- Born: Mexico
- Occupations: Activist, commentator
- Organization: Latinos for Trump (former)
- Known for: Comments about "taco trucks on every corner"
- Movement: American conservatism, Trumpism (former)

= Marco Gutierrez =

American conservative activist

Marco Gutierrez is a Mexican-born American conservative political activist and co-founder of Latinos for Trump, an online organization dedicated to promoting the candidacy of Donald Trump in the 2016 U.S. presidential election. In July 2016, Gutierrez said that this group had 20,000 members. He gained significant media attention in September 2016 when he said on MSNBC that the spread of Latino culture in the United States, if it was not stopped, would lead to "taco trucks on every corner".

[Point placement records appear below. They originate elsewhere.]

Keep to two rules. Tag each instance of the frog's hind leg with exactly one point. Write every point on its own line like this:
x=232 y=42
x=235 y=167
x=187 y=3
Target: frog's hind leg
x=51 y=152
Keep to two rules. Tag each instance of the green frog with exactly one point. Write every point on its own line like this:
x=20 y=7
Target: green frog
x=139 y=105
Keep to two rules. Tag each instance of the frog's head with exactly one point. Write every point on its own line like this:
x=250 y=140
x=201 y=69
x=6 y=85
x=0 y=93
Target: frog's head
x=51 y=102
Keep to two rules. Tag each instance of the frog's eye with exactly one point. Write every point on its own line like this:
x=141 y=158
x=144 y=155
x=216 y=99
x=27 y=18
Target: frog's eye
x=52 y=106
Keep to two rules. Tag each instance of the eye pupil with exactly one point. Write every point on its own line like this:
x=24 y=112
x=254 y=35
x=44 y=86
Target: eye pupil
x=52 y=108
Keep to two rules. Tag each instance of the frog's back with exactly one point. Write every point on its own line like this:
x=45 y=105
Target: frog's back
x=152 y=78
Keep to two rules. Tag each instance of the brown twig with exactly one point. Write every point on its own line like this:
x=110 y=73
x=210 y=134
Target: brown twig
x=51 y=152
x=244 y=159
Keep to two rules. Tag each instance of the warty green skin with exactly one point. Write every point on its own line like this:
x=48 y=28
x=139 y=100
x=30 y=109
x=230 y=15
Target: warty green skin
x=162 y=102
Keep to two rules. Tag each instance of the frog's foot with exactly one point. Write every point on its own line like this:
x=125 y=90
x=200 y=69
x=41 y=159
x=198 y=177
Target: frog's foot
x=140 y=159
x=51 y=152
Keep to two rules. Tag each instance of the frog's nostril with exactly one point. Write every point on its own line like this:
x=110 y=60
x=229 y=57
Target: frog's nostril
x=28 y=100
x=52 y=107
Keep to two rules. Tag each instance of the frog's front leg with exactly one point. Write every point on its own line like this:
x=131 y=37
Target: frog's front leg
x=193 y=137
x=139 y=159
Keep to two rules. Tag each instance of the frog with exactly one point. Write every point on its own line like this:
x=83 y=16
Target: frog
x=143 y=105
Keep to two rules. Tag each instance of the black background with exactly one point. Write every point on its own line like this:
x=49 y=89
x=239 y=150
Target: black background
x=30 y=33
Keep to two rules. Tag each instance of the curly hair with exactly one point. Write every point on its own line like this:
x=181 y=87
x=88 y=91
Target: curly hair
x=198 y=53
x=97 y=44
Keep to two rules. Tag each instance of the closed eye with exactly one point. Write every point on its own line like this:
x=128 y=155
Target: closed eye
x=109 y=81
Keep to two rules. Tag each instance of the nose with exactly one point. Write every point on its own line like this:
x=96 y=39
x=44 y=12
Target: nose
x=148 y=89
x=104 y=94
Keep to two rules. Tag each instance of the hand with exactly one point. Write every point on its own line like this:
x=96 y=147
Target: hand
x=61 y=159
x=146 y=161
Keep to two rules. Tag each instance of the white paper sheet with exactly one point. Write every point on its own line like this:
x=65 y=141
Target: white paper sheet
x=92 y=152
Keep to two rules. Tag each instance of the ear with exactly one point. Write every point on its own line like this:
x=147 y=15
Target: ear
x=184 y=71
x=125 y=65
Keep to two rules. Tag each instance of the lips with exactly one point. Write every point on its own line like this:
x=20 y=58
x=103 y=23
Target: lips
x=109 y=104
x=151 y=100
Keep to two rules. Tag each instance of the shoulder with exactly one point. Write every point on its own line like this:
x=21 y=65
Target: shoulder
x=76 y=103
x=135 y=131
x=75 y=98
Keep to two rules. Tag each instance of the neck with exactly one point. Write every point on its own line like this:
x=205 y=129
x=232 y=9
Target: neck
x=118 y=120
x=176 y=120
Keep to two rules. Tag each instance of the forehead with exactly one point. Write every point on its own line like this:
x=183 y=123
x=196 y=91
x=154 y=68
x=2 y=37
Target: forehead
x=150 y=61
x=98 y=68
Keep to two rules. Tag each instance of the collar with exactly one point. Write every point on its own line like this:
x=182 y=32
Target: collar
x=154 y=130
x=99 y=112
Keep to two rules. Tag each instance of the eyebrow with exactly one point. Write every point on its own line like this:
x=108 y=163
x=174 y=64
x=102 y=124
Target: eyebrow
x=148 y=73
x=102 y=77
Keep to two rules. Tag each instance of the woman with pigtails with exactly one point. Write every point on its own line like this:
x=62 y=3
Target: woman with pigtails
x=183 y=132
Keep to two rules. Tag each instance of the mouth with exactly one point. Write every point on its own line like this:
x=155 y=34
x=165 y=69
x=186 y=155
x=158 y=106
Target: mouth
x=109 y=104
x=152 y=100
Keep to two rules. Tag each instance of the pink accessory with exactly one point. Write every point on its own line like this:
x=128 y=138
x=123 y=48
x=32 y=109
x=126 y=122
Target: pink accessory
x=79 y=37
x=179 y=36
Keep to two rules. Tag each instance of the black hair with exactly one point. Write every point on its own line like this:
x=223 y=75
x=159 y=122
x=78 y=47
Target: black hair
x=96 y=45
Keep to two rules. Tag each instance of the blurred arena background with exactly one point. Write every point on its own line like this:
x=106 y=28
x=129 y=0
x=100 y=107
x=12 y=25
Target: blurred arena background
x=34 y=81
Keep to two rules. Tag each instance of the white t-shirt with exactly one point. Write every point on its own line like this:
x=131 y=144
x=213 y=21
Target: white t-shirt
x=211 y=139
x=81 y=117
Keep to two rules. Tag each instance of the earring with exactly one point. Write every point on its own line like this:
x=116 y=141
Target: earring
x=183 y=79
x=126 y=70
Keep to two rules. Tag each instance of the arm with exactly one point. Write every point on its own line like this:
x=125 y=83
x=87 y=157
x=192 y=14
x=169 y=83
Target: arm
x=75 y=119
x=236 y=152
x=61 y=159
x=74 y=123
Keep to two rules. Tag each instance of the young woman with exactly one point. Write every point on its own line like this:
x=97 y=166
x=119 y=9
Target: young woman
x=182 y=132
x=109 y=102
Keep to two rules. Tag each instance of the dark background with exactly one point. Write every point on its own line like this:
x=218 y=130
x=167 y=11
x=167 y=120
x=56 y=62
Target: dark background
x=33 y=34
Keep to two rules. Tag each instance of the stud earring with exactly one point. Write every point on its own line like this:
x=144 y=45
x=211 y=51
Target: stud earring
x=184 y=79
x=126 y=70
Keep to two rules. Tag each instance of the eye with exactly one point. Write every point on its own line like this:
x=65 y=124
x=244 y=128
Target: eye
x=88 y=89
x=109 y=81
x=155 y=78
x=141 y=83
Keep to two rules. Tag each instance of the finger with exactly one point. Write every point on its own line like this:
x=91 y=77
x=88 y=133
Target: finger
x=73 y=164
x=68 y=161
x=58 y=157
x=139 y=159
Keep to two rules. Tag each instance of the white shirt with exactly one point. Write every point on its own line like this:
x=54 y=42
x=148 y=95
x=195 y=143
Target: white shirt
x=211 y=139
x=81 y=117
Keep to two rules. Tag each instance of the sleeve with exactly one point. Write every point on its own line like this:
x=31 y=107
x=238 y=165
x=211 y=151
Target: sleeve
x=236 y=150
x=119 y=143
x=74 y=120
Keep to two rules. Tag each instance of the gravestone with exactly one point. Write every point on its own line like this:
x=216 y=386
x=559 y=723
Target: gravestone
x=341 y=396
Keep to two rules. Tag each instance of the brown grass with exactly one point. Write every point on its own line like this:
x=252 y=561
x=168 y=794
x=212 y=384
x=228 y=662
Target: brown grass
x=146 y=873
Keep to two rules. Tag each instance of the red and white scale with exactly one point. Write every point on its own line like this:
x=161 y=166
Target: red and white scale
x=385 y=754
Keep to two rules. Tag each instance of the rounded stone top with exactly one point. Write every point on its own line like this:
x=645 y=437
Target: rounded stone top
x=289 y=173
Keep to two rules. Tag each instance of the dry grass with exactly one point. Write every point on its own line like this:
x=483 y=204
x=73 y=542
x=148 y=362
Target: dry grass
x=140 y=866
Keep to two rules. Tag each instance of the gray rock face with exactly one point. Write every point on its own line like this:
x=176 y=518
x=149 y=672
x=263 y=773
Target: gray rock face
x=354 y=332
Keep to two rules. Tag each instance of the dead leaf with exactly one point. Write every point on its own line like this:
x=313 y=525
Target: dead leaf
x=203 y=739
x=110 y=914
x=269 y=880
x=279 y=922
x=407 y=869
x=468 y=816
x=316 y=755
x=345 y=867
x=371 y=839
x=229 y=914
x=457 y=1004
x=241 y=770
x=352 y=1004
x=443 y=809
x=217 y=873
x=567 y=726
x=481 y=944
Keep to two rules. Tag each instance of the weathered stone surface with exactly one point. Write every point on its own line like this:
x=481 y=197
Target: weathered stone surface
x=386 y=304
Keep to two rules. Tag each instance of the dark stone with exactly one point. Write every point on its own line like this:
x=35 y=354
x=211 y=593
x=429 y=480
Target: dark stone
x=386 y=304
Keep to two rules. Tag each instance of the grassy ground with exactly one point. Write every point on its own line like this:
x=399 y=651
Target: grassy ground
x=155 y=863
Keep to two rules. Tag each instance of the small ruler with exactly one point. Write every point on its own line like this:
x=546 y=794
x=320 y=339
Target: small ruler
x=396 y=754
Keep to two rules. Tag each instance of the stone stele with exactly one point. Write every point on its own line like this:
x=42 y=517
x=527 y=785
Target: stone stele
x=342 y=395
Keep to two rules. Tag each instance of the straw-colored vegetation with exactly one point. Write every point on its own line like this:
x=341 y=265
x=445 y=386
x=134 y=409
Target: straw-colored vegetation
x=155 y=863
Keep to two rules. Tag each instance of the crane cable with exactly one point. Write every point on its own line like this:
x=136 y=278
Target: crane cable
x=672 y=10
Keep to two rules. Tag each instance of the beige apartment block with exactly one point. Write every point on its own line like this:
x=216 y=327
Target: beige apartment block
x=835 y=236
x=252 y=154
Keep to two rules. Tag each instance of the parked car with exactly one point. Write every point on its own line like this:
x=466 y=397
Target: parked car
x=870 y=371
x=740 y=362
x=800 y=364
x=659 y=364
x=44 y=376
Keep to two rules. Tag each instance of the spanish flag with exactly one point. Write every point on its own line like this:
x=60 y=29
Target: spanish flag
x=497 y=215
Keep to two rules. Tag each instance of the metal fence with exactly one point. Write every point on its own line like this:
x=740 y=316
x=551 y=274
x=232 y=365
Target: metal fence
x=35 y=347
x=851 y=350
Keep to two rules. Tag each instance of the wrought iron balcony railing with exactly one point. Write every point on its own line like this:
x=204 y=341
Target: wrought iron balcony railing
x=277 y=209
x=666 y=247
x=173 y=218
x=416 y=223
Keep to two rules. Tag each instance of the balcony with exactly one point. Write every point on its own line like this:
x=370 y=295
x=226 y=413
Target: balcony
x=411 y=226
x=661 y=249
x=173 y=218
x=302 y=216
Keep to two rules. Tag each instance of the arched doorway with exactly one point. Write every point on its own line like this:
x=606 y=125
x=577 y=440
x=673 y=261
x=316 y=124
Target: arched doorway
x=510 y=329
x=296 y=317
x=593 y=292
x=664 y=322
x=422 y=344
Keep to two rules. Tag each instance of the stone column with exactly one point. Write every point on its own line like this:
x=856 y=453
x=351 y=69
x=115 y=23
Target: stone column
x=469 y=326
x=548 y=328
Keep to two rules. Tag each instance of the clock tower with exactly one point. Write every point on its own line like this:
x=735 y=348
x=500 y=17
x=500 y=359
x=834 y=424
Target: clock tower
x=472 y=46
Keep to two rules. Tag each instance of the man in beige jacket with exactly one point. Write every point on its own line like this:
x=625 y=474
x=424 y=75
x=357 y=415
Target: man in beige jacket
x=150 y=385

During an interview with MSNBC, Gutierrez referred to his Mexican heritage, stating that "My culture is a very dominant culture, and it's imposing and it's causing problems. If you don't do something about it, you're going to have taco trucks on every corner". His remarks subsequently met with both sarcasm and criticism, many mocking the statement on social media and sending #TacosOnEveryCorner to the top of Twitter's list of trending topics. Others expressed concern over his remarks, stating that he was using "coded language that politicians and pundits use to get away with explicitly racist messages — from crime to immigration and terrorism". Taco trucks were used as voter registration-information booths in Houston Texas, and a nationwide Guac the Vote campaign was launched. National Public Radio (NPR) news wrote that taco trucks "now straddle the worlds of political symbol and internet meme". He has also argued that Trump's plan to build a wall on the U.S.-Mexico border is both physical and symbolic, and has praised Trump's leadership abilities.

Gutierrez continued to support Trump during his 2020 reelection campaign, although less enthusiastically. He cited Trump's handling of the pandemic, the lack of advancement on the border wall, and a lack of transparency on Trump's tax returns as reasons for his waning support.